I returned to the flat the day after the funerals were over. I couldn't burden anyone at the Burrow with a crying baby, and I had left him with Andromeda for too long. Molly protested this idea at first, but they needed some time as a family to grieve. I wanted to be there for George while he mourned the loss of his dear brother. But Teddy is my priority and always will be. Teddy and I only had each other left for family. Well, Teddy has his grandma. And I have no one. George has four caring brothers, a loving sister, and amazing parents to help him. 

I decided to set up all of Teddy's things in the room that George and I used to share. I didn't think George would appreciate me turning Fred's room into a nursery. I placed the crib along a wall and added a little mobile I had bought. In the center I placed a picture of Remus and Tonks on their wedding day for Teddy to look at before rocking Teddy to sleep and placing him in the crib. I decided to just sit there and look at the peaceful child who is now an orphan. I don't when I started crying or when I fell asleep. All I know is that the next day I woke up on the floor next to Teddy. 

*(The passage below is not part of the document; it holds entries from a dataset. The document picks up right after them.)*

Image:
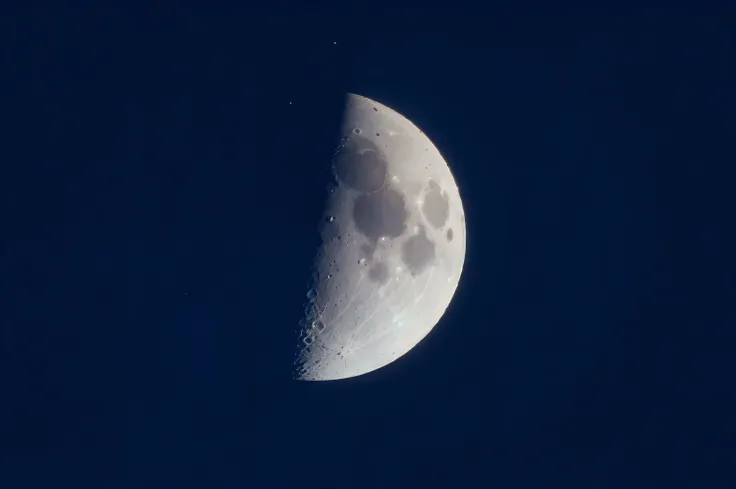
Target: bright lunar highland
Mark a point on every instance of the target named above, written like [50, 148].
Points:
[393, 247]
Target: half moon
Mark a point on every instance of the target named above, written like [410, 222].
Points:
[393, 247]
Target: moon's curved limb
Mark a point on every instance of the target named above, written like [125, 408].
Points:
[393, 247]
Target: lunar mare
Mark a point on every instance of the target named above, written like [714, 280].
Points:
[393, 247]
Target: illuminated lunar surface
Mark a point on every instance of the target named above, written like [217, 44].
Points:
[393, 247]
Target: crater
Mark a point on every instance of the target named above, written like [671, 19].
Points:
[417, 252]
[435, 207]
[381, 213]
[378, 273]
[360, 165]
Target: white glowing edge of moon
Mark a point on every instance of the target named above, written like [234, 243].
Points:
[354, 104]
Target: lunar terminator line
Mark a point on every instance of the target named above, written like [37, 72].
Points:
[393, 247]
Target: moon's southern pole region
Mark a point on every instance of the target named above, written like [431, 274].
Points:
[393, 247]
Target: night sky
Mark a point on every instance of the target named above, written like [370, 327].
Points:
[162, 177]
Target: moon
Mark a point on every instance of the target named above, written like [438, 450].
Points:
[393, 247]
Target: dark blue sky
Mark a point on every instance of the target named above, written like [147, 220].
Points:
[160, 199]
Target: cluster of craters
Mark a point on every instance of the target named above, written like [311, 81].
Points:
[379, 210]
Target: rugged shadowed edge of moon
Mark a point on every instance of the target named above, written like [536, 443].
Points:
[393, 247]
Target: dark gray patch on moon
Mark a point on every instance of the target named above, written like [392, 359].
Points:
[381, 213]
[378, 273]
[435, 207]
[417, 252]
[368, 250]
[360, 165]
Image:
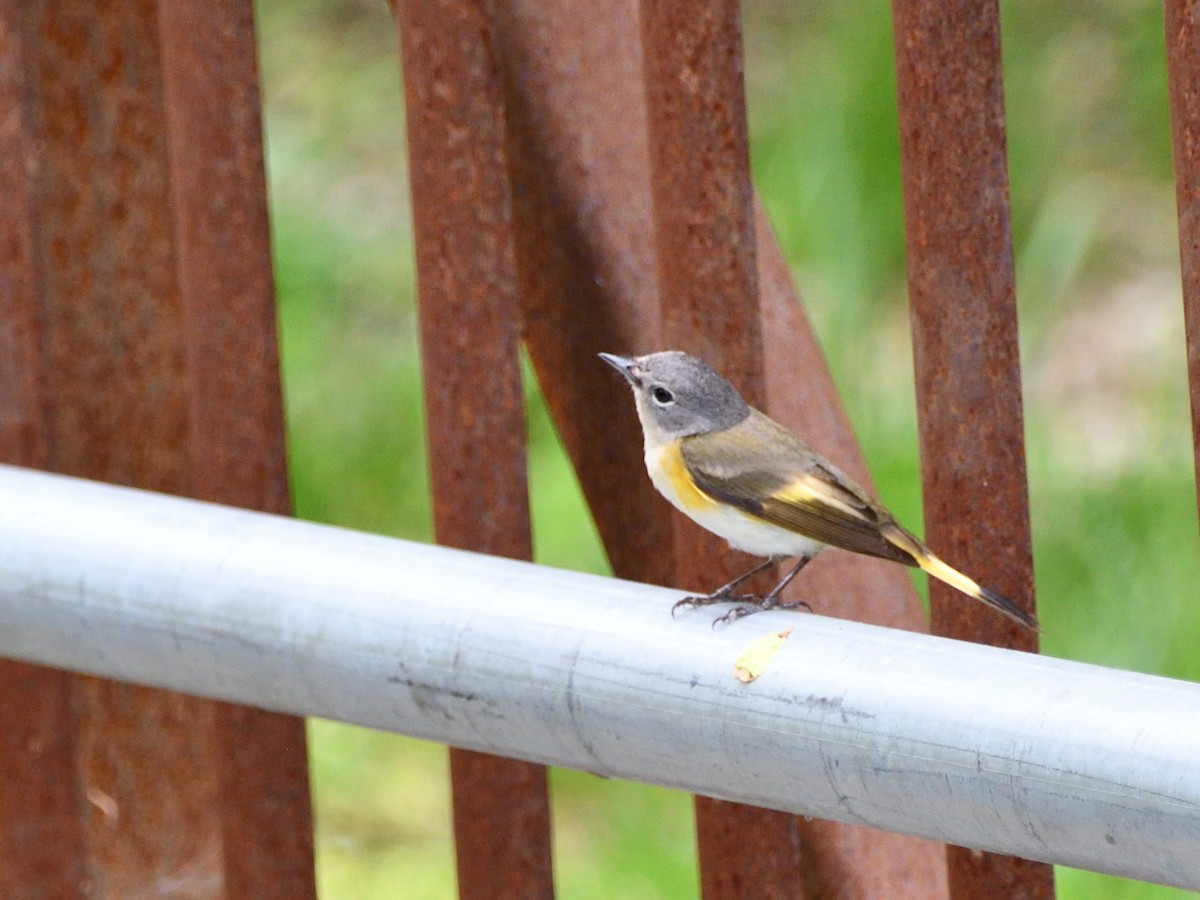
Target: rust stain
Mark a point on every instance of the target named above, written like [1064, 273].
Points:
[964, 322]
[469, 319]
[102, 385]
[1183, 76]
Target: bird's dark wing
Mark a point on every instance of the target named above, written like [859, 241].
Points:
[766, 471]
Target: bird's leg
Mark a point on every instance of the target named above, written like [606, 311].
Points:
[726, 591]
[772, 600]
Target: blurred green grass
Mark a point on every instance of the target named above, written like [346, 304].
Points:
[1109, 453]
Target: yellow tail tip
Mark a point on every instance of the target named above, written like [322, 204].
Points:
[970, 587]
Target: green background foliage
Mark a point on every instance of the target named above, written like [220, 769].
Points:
[1103, 360]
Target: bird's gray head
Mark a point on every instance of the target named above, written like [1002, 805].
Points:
[679, 395]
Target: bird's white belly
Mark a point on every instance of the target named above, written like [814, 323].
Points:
[741, 529]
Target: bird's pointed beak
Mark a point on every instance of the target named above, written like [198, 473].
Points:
[625, 365]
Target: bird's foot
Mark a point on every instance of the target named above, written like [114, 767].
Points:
[768, 603]
[717, 597]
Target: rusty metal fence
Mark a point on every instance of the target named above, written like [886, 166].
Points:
[580, 183]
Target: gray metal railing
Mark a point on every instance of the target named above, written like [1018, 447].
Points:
[979, 747]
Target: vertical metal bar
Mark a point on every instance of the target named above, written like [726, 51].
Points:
[964, 321]
[579, 151]
[237, 454]
[579, 156]
[131, 787]
[1183, 75]
[469, 312]
[117, 411]
[41, 833]
[705, 238]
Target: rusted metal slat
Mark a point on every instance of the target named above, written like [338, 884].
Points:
[41, 833]
[1183, 75]
[964, 321]
[579, 154]
[237, 435]
[149, 772]
[117, 411]
[708, 301]
[469, 311]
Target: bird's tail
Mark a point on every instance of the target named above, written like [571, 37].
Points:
[925, 558]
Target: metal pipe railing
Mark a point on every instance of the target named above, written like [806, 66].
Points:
[973, 745]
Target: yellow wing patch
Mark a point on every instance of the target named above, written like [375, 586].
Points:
[672, 471]
[807, 489]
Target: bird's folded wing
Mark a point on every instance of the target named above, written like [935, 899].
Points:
[803, 496]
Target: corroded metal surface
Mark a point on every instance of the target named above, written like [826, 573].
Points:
[964, 321]
[112, 381]
[469, 312]
[237, 435]
[1183, 72]
[41, 834]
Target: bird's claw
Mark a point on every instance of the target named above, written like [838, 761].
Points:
[695, 603]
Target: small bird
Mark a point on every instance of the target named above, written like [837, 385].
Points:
[754, 483]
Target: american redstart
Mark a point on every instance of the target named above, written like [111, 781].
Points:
[754, 483]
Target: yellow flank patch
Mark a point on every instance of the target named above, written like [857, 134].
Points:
[672, 471]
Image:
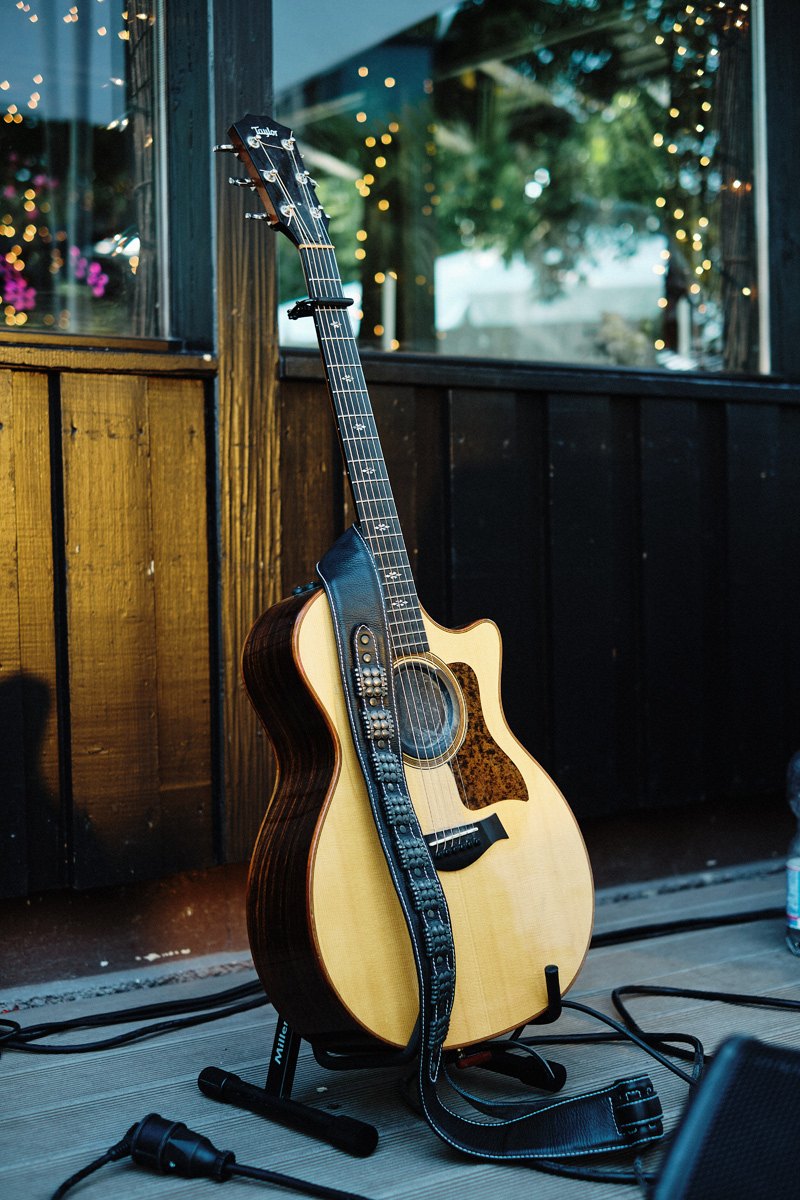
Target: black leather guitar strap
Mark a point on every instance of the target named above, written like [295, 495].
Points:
[625, 1114]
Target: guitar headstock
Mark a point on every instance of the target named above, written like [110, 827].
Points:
[274, 163]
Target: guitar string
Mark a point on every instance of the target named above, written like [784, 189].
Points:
[326, 274]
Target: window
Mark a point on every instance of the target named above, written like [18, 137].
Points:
[561, 180]
[78, 167]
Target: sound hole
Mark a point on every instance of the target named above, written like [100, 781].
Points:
[431, 712]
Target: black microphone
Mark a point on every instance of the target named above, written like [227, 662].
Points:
[346, 1133]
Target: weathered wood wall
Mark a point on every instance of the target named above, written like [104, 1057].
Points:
[106, 622]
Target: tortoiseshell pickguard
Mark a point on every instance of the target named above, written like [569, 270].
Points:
[485, 772]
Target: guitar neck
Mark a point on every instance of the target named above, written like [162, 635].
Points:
[361, 450]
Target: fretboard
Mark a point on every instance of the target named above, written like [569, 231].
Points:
[364, 459]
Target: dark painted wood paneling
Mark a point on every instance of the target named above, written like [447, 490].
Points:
[781, 42]
[178, 502]
[497, 531]
[673, 547]
[248, 444]
[756, 633]
[587, 647]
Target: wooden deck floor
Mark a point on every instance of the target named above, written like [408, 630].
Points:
[59, 1113]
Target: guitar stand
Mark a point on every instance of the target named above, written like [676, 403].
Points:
[274, 1101]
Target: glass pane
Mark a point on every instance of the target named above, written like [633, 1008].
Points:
[561, 180]
[78, 167]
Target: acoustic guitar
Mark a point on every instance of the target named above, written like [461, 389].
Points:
[325, 925]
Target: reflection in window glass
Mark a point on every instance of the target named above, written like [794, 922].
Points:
[564, 180]
[78, 167]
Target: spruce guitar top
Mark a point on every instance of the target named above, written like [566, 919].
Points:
[325, 924]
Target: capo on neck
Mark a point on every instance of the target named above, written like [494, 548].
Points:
[306, 307]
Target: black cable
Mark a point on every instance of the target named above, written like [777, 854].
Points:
[683, 925]
[226, 1003]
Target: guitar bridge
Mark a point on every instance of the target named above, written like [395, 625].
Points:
[452, 850]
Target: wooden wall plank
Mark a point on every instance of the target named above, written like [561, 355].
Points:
[110, 617]
[29, 749]
[594, 552]
[13, 849]
[46, 859]
[180, 550]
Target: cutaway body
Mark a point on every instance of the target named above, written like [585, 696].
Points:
[325, 925]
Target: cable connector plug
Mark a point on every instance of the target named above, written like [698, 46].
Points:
[172, 1149]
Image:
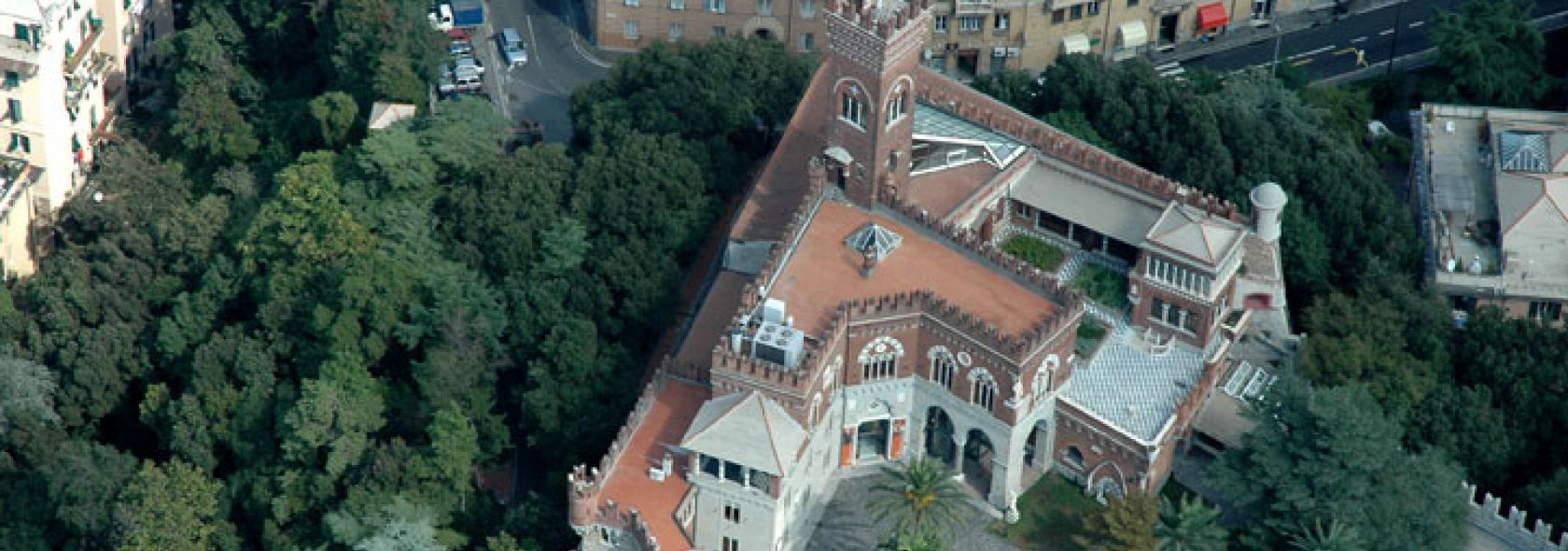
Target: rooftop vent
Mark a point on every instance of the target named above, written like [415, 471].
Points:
[874, 241]
[1523, 151]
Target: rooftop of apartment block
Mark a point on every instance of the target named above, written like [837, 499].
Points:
[1499, 198]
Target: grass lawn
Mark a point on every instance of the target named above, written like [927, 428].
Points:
[1049, 516]
[1102, 285]
[1035, 251]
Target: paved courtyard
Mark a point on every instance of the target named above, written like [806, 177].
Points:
[847, 523]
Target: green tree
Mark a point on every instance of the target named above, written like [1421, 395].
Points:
[1490, 53]
[170, 507]
[1189, 526]
[1127, 525]
[919, 495]
[1333, 454]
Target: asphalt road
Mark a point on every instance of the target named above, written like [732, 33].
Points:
[1330, 49]
[558, 64]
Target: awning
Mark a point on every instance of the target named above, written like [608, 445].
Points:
[1134, 34]
[1074, 44]
[1212, 16]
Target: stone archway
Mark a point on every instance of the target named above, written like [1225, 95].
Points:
[979, 462]
[940, 435]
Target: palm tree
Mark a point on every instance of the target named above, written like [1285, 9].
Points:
[1335, 537]
[1189, 526]
[919, 495]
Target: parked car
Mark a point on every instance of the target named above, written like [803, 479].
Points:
[468, 64]
[513, 50]
[441, 18]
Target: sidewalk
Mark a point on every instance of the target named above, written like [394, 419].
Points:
[1244, 34]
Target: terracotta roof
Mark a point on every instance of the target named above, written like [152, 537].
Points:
[783, 182]
[629, 484]
[823, 272]
[945, 191]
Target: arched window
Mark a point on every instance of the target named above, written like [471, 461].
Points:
[1074, 457]
[982, 389]
[896, 104]
[852, 107]
[880, 359]
[943, 366]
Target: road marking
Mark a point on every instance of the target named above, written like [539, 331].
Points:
[1311, 52]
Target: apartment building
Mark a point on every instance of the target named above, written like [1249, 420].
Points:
[866, 315]
[968, 36]
[1491, 191]
[66, 66]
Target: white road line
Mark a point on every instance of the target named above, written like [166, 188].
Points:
[1311, 52]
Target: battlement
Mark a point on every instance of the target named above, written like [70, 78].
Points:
[970, 104]
[882, 18]
[1487, 516]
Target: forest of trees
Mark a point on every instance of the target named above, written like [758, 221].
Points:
[265, 329]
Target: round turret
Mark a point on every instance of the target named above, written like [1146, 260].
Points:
[1267, 207]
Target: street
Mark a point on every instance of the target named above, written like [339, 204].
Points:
[1330, 49]
[557, 64]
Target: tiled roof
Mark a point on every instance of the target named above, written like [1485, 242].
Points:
[931, 122]
[749, 429]
[822, 274]
[1131, 387]
[1196, 234]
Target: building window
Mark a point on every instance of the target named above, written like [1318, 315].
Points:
[896, 106]
[852, 107]
[1547, 311]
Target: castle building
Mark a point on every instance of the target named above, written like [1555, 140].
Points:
[1491, 191]
[68, 68]
[966, 38]
[864, 313]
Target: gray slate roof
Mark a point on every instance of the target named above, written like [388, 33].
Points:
[1132, 389]
[936, 124]
[749, 429]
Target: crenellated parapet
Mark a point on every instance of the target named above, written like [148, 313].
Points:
[1016, 347]
[966, 103]
[585, 484]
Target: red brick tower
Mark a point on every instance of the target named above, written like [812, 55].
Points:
[874, 50]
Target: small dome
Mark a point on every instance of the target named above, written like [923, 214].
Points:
[1268, 195]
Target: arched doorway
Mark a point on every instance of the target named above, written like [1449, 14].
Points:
[979, 457]
[871, 440]
[940, 435]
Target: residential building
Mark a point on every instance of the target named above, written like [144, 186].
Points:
[68, 68]
[1491, 196]
[866, 315]
[968, 36]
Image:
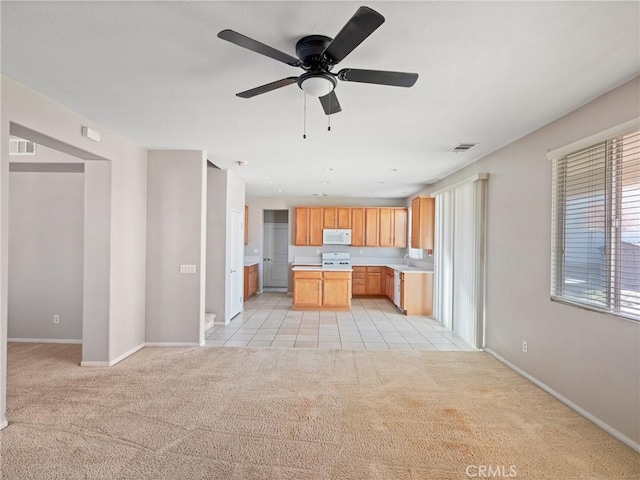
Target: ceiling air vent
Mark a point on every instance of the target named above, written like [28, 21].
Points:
[18, 146]
[462, 147]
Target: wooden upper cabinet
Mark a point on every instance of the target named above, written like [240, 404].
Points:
[393, 227]
[423, 222]
[386, 227]
[246, 225]
[336, 217]
[330, 218]
[302, 226]
[357, 227]
[344, 218]
[308, 229]
[315, 226]
[400, 220]
[371, 225]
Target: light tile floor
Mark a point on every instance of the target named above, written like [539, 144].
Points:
[268, 320]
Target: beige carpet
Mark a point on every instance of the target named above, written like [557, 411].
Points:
[195, 413]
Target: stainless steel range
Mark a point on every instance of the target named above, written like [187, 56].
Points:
[336, 260]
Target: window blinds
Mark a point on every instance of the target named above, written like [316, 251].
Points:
[596, 227]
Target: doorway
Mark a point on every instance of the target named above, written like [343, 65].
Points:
[236, 271]
[275, 251]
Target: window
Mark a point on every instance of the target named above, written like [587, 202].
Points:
[596, 226]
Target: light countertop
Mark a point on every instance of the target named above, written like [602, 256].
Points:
[399, 267]
[320, 268]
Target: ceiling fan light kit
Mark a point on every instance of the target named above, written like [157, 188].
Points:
[318, 54]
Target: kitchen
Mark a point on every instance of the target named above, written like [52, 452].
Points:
[341, 252]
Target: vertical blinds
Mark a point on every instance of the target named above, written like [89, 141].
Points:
[596, 228]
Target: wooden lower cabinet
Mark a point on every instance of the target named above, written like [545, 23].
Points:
[359, 281]
[318, 290]
[368, 281]
[250, 281]
[336, 290]
[374, 281]
[388, 284]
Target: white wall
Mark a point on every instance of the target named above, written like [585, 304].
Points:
[27, 108]
[46, 223]
[175, 237]
[592, 359]
[96, 325]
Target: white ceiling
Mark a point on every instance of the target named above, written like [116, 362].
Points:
[490, 73]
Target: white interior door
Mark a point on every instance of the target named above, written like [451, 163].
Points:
[276, 254]
[236, 272]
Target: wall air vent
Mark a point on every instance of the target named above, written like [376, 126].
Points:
[462, 147]
[18, 146]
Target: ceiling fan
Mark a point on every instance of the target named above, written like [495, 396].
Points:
[318, 54]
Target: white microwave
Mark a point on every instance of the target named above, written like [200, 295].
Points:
[336, 236]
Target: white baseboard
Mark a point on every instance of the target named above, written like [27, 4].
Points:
[89, 363]
[593, 419]
[45, 340]
[125, 355]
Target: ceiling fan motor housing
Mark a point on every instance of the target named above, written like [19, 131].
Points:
[309, 51]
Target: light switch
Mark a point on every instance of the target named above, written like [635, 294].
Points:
[187, 269]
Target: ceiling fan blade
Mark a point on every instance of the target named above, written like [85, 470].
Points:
[255, 46]
[363, 23]
[267, 87]
[380, 77]
[330, 103]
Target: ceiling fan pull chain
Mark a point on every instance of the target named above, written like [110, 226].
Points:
[304, 121]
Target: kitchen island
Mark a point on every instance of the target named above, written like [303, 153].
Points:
[321, 288]
[408, 287]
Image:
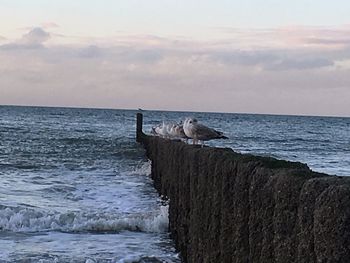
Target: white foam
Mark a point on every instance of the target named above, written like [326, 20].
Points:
[143, 168]
[30, 220]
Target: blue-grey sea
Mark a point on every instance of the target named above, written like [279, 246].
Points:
[75, 186]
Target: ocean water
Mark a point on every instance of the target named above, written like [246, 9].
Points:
[75, 186]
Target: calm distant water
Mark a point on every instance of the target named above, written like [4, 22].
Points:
[74, 185]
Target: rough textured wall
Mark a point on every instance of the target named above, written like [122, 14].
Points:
[229, 207]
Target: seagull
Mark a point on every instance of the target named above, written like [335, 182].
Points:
[200, 132]
[160, 130]
[170, 131]
[176, 131]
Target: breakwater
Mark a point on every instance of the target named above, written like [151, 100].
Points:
[231, 207]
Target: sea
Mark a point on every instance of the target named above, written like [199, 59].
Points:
[75, 186]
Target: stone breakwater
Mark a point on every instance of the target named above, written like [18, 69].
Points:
[230, 207]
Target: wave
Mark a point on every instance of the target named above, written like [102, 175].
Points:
[23, 219]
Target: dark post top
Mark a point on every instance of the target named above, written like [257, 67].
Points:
[139, 133]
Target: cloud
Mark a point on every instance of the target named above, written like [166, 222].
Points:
[179, 74]
[36, 36]
[34, 39]
[50, 25]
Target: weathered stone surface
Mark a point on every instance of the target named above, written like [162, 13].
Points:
[229, 207]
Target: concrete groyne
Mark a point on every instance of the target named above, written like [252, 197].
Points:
[231, 207]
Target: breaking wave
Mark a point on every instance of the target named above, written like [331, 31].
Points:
[21, 219]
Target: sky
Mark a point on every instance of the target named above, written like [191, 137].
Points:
[254, 56]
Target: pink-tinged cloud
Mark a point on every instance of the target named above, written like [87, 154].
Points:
[176, 74]
[49, 25]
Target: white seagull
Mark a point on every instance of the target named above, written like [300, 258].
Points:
[200, 132]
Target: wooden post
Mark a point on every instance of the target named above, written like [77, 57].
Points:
[139, 133]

I didn't know what to do now that the war was over. I was clear to go to St. Mungo's and get my job back. Though I guess I never technically lost it. But at some point I stopped getting the paychecks. Not sure if that counts as quitting or getting fired. Most of my day was spent entertaining Teddy, who cried a lot for his mom and dad. It pained me each time he did. If I could bring back either one of them into the world, I would do it in a heartbeat. Andromeda came over for a few days to help me take care of Teddy and go over how to raise a child, but she couldn't stay forever. We agreed to weekly meetings every Sunday evening. I would bring Teddy over and stay for dinner, then pick Teddy up the following evening. 

It was on one of those Mondays that everything went bad. I had been struggling since the battle, but held it together because I promised Tonks that I would watch over Teddy. But when I found myself alone with my thoughts, I couldn't handle it anymore. I broke down into tears on the floor. I mourned the loss of everyone in my entire life. I relived every moment that made my life as miserable as possible. I hadn't been the Burrow since I left because I couldn't handle looking at the Weasleys and seeing all of their broken hearts. They were a unit and I was an intruder. I had no family. My dad is a piece of shit who we left in the US. My mom's dead and even then I don't know how I feel about her. I don't have any aunts or uncles that I know of. My friends from Hogwarts have been silent since the Battle. So I sat on the floor of a flat I once shared with my now dead best friend and my fiancé and cried. I had been through so much in my life. My fingers started tracing over all the scars on my body that prove it. 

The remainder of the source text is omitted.